Another key element of Masnun’s research is that it seeks to move away from the rare and expensive toxic metals of electronic substrates and STM (electrode) tips, to alternative electrode materials, especially carbon and even graphene.
“This result will be a significant reduction of electronic waste,” she explains. “Reducing toxicity will make it far easier to integrate into wearable electronics, and reduce the strain of electronic devices on the environment.
“Ultimately, it will also lower the cost of manufacturing to make electronics more available not only to the rich but to the masses.”
A turning tide
Her career dreams may be big but Masnun is also determined to get everything she can out of life.
Since 2018, she’s worked as a teaching assistant for first and third year undergraduate students at UWA and also co-supervises junior students from her group and is involved in science related volunteering work.
She loves spending time with her friends at Forrest Hall, watching movies and sharing walks and seeking out spicy food (“there’s not enough of it here!”) and says missing her family and her pets is made more bearable with regular Skype calls.

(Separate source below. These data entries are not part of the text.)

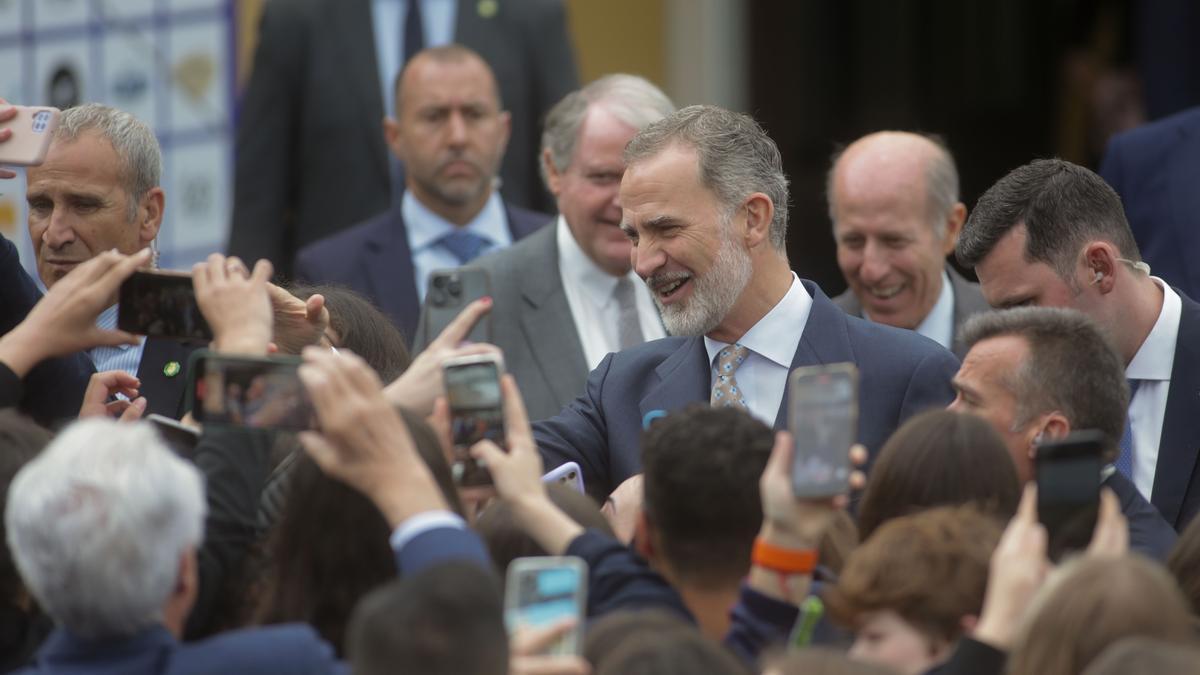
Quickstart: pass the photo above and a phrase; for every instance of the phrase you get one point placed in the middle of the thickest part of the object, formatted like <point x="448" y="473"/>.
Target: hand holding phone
<point x="540" y="592"/>
<point x="823" y="420"/>
<point x="29" y="132"/>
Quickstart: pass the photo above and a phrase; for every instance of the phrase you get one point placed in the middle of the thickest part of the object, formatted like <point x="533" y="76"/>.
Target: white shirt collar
<point x="778" y="334"/>
<point x="939" y="323"/>
<point x="1156" y="357"/>
<point x="425" y="227"/>
<point x="577" y="268"/>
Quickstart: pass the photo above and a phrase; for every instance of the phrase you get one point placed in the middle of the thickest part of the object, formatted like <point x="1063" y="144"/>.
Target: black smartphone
<point x="448" y="293"/>
<point x="161" y="304"/>
<point x="823" y="419"/>
<point x="253" y="392"/>
<point x="1068" y="473"/>
<point x="477" y="412"/>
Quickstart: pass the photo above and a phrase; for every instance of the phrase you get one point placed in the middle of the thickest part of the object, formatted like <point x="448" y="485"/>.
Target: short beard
<point x="714" y="293"/>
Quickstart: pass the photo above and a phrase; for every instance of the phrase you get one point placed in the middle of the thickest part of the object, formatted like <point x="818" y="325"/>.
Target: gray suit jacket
<point x="967" y="302"/>
<point x="310" y="156"/>
<point x="532" y="323"/>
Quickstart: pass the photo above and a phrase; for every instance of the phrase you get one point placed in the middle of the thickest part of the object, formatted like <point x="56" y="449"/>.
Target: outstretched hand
<point x="64" y="321"/>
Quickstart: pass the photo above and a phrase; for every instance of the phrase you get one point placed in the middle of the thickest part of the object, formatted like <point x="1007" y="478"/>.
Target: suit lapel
<point x="1180" y="441"/>
<point x="389" y="269"/>
<point x="351" y="24"/>
<point x="163" y="375"/>
<point x="547" y="323"/>
<point x="684" y="377"/>
<point x="825" y="340"/>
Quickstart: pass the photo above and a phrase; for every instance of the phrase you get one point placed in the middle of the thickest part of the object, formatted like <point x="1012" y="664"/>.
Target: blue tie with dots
<point x="1125" y="460"/>
<point x="463" y="244"/>
<point x="726" y="392"/>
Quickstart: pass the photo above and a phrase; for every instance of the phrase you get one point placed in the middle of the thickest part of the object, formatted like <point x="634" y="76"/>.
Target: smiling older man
<point x="705" y="203"/>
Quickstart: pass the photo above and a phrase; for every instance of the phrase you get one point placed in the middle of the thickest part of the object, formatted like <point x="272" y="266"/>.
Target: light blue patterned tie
<point x="463" y="244"/>
<point x="726" y="392"/>
<point x="1125" y="460"/>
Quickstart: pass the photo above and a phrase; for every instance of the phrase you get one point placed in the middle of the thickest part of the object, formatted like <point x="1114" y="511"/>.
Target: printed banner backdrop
<point x="171" y="63"/>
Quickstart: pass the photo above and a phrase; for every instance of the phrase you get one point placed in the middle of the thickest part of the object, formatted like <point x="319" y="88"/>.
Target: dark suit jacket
<point x="901" y="374"/>
<point x="533" y="324"/>
<point x="967" y="302"/>
<point x="1176" y="493"/>
<point x="51" y="392"/>
<point x="310" y="155"/>
<point x="375" y="260"/>
<point x="1153" y="168"/>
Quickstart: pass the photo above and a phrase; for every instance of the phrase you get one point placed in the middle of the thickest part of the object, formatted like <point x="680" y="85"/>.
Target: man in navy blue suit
<point x="450" y="132"/>
<point x="705" y="202"/>
<point x="1039" y="374"/>
<point x="1053" y="233"/>
<point x="1153" y="168"/>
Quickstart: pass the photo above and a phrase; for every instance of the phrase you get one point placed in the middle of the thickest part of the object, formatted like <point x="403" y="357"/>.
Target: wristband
<point x="789" y="561"/>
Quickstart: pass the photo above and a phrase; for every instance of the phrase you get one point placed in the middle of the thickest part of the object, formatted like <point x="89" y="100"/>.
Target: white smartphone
<point x="31" y="130"/>
<point x="544" y="591"/>
<point x="568" y="475"/>
<point x="823" y="420"/>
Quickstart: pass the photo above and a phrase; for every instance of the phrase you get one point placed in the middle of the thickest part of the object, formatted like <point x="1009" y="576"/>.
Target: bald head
<point x="895" y="211"/>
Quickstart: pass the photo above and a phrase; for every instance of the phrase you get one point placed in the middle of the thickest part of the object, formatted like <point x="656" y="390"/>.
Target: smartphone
<point x="477" y="412"/>
<point x="1068" y="475"/>
<point x="448" y="293"/>
<point x="180" y="437"/>
<point x="544" y="591"/>
<point x="31" y="131"/>
<point x="568" y="475"/>
<point x="252" y="392"/>
<point x="823" y="420"/>
<point x="161" y="304"/>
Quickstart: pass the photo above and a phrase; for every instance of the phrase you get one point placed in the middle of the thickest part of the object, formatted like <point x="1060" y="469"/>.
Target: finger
<point x="532" y="640"/>
<point x="135" y="410"/>
<point x="457" y="329"/>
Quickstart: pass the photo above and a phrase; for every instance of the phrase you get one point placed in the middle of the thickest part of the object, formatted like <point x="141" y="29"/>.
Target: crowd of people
<point x="648" y="332"/>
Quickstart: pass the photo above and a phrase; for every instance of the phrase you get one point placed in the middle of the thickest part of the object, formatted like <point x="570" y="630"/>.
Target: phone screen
<point x="259" y="393"/>
<point x="823" y="413"/>
<point x="162" y="305"/>
<point x="477" y="412"/>
<point x="541" y="592"/>
<point x="1068" y="475"/>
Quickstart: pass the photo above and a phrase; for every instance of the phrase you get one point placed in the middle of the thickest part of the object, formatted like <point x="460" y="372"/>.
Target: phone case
<point x="31" y="130"/>
<point x="448" y="293"/>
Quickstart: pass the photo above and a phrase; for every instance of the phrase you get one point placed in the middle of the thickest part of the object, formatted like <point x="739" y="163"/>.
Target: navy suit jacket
<point x="901" y="374"/>
<point x="375" y="260"/>
<point x="53" y="389"/>
<point x="1176" y="493"/>
<point x="1153" y="168"/>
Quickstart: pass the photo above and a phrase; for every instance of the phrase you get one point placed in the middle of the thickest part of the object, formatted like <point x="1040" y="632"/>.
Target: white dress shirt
<point x="1152" y="365"/>
<point x="772" y="345"/>
<point x="589" y="293"/>
<point x="121" y="357"/>
<point x="388" y="19"/>
<point x="425" y="228"/>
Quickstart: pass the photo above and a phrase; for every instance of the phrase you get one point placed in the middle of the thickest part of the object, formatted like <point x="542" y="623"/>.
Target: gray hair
<point x="941" y="181"/>
<point x="737" y="157"/>
<point x="133" y="142"/>
<point x="97" y="524"/>
<point x="1062" y="207"/>
<point x="634" y="100"/>
<point x="1072" y="368"/>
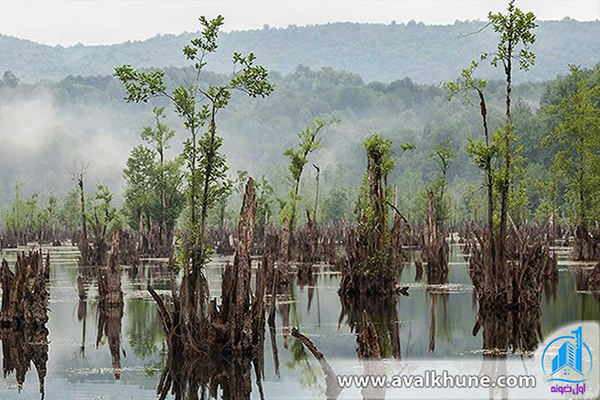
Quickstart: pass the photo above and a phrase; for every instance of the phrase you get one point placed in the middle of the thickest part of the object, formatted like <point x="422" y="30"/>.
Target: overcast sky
<point x="106" y="22"/>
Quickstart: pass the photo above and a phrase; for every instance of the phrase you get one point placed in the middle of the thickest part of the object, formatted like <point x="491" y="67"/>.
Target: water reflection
<point x="438" y="312"/>
<point x="109" y="326"/>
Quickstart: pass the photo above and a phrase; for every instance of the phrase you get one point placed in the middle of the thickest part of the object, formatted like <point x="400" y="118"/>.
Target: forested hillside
<point x="57" y="126"/>
<point x="385" y="53"/>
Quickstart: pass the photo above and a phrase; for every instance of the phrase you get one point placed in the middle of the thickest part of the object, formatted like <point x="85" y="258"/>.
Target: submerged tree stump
<point x="109" y="282"/>
<point x="226" y="337"/>
<point x="24" y="293"/>
<point x="24" y="315"/>
<point x="435" y="247"/>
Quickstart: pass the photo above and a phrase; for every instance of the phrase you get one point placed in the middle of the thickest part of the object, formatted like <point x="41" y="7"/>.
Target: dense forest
<point x="285" y="164"/>
<point x="424" y="53"/>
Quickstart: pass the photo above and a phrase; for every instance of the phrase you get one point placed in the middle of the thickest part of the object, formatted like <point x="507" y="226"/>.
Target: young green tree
<point x="198" y="105"/>
<point x="515" y="29"/>
<point x="442" y="155"/>
<point x="515" y="32"/>
<point x="152" y="194"/>
<point x="309" y="142"/>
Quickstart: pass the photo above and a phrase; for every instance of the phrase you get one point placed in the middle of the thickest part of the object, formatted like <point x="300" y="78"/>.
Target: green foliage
<point x="106" y="218"/>
<point x="335" y="207"/>
<point x="198" y="104"/>
<point x="309" y="142"/>
<point x="152" y="178"/>
<point x="516" y="37"/>
<point x="437" y="50"/>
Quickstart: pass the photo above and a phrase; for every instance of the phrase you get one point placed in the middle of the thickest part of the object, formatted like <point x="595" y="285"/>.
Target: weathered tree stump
<point x="24" y="293"/>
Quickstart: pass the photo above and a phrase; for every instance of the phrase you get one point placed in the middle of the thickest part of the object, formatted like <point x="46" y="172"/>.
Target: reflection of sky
<point x="72" y="376"/>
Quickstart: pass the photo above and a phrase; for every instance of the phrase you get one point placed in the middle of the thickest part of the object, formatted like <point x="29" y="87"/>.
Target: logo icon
<point x="567" y="359"/>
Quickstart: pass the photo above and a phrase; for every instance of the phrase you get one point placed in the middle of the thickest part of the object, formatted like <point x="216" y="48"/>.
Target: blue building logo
<point x="573" y="361"/>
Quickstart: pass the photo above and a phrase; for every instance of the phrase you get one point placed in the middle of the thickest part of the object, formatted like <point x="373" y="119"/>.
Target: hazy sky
<point x="106" y="22"/>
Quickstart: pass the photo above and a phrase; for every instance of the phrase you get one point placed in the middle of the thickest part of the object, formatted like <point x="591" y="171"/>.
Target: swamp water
<point x="434" y="322"/>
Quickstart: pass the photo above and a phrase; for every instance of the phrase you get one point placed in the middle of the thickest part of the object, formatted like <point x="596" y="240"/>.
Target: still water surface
<point x="80" y="362"/>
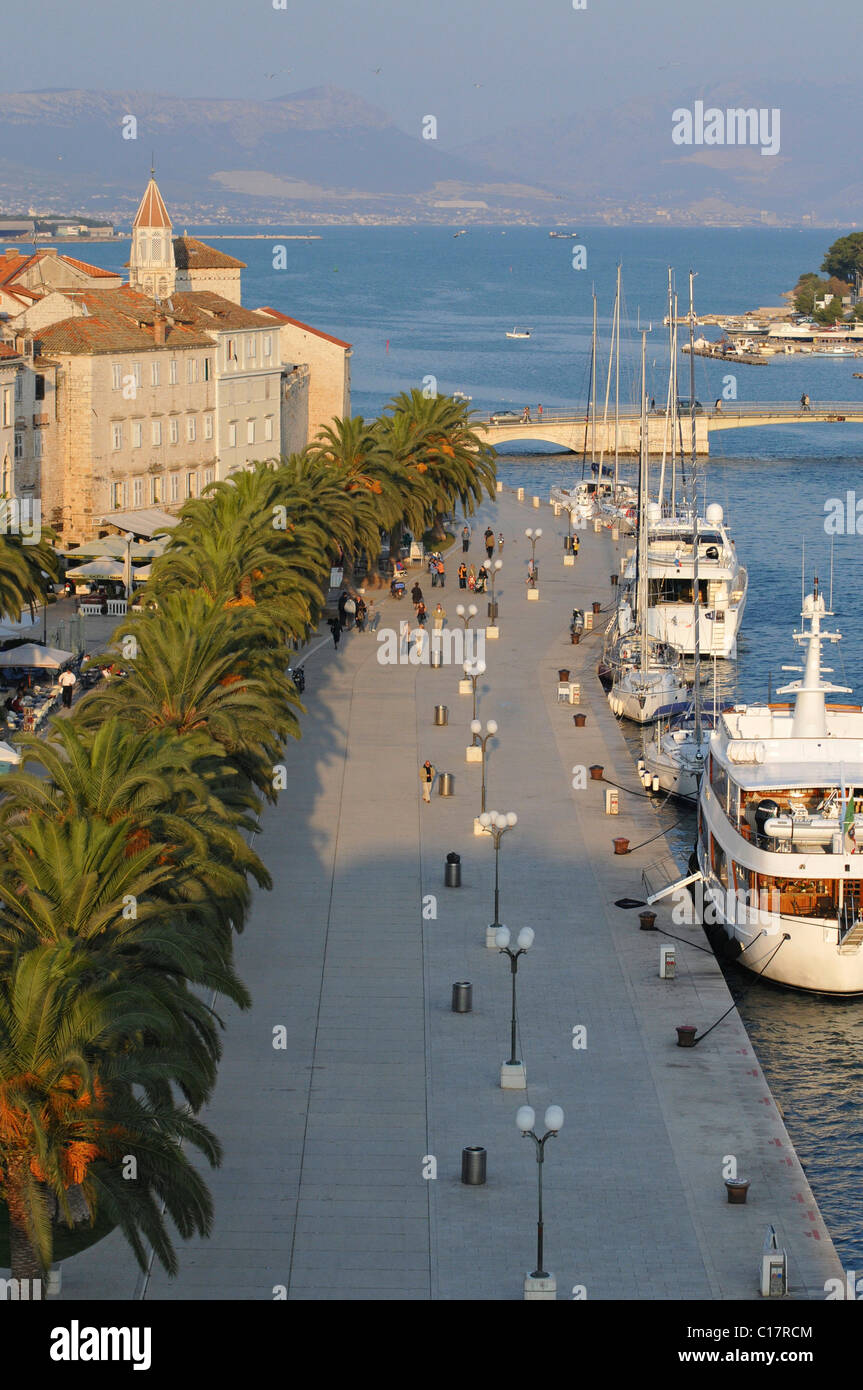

As for the future? With a 2019 World Bank report Voices to Choices: Bangladesh’s Journey in Women’s Economic Empowerment, finding Bangladeshi women still have limited choices, control and decision-making power over their employment, finances and economic assets but the country could become prosperous more quickly if more women got work with higher-quality and higher-paid jobs, Masnun says the time has come.
“Women are now showing their desire to contribute to the development of my country,” she reveals. “As a student from a developing country, the Forrest Scholarship is helping me to contribute to the economic development of Bangladesh and above all I hope that my achievements will play a significant role in national development as well.”